Нельзя сказать, что он проявлял полное безразличие к молодой красивой женщине, жившей по соседству. В какой-то степени он сторонился её ребёнка, которого та родила совсем недавно, что смутило его чрезвычайно. Ибо, по его представлениям, рожать ребёнка в чужом доме выходит за рамки приличия. Он ждал — пройдёт немного времени и приедет муж, отец младенца, но ничего подобного не случилось. Данное обстоятельство смутило его ещё больше. Он видел её руки, лицо, догадывался, что перед ним не крестьянка, что насторожило Кобыло ещё больше и заставило гадать о причинах появления у Дворянчиковых Дарьи Руковой.

Он сталкивался душою с Дарьей и, ощущая это, старался предугадать их мыслимые последствия.

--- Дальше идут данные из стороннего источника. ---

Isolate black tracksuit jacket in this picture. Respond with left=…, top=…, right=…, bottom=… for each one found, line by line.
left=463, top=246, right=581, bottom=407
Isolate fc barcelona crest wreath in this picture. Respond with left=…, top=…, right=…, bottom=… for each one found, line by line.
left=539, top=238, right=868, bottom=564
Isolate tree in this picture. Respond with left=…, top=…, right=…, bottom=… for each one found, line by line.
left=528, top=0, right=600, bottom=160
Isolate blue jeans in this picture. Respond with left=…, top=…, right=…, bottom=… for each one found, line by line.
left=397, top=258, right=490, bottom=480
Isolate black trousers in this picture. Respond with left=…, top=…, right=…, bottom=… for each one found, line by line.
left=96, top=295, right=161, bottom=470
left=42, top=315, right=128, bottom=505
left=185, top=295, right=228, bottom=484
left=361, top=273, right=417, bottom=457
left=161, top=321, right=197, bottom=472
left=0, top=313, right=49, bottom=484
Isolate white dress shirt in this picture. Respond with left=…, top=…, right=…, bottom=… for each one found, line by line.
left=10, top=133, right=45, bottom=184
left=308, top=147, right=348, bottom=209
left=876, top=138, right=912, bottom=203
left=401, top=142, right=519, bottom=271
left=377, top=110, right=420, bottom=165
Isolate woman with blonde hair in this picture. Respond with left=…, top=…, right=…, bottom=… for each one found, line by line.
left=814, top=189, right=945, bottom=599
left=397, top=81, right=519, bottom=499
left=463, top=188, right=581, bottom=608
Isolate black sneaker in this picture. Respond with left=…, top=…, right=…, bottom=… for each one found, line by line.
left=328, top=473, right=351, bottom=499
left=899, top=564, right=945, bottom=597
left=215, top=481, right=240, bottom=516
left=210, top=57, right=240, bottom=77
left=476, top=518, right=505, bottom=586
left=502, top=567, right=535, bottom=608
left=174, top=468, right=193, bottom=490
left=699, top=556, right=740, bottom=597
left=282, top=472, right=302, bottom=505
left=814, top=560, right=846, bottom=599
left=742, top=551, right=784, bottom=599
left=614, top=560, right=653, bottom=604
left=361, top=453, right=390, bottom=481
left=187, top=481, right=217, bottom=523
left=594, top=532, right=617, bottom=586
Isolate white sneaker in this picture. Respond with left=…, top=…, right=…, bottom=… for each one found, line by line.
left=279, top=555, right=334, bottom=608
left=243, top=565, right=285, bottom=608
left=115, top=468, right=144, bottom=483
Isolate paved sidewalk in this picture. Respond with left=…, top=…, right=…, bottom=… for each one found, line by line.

В один из таких моментов заявился Иван Кобыло к соседям под предлогом, что у тех дымит печь.

Кобыло присел подле печи, наблюдая за струйкой дыма, вырывавшейся из щели, интуитивно чувствуя встречный интерес Дарьи, осторожно посматривал на неё, находя в её взгляде новые черты. Неожиданное открытие так потрясло его, что Иван просто растерялся. Он попросил глины, размешал её в ведре, замазал ловко щели и с несомненным довольством от собственных трудов посмотрел на женщин.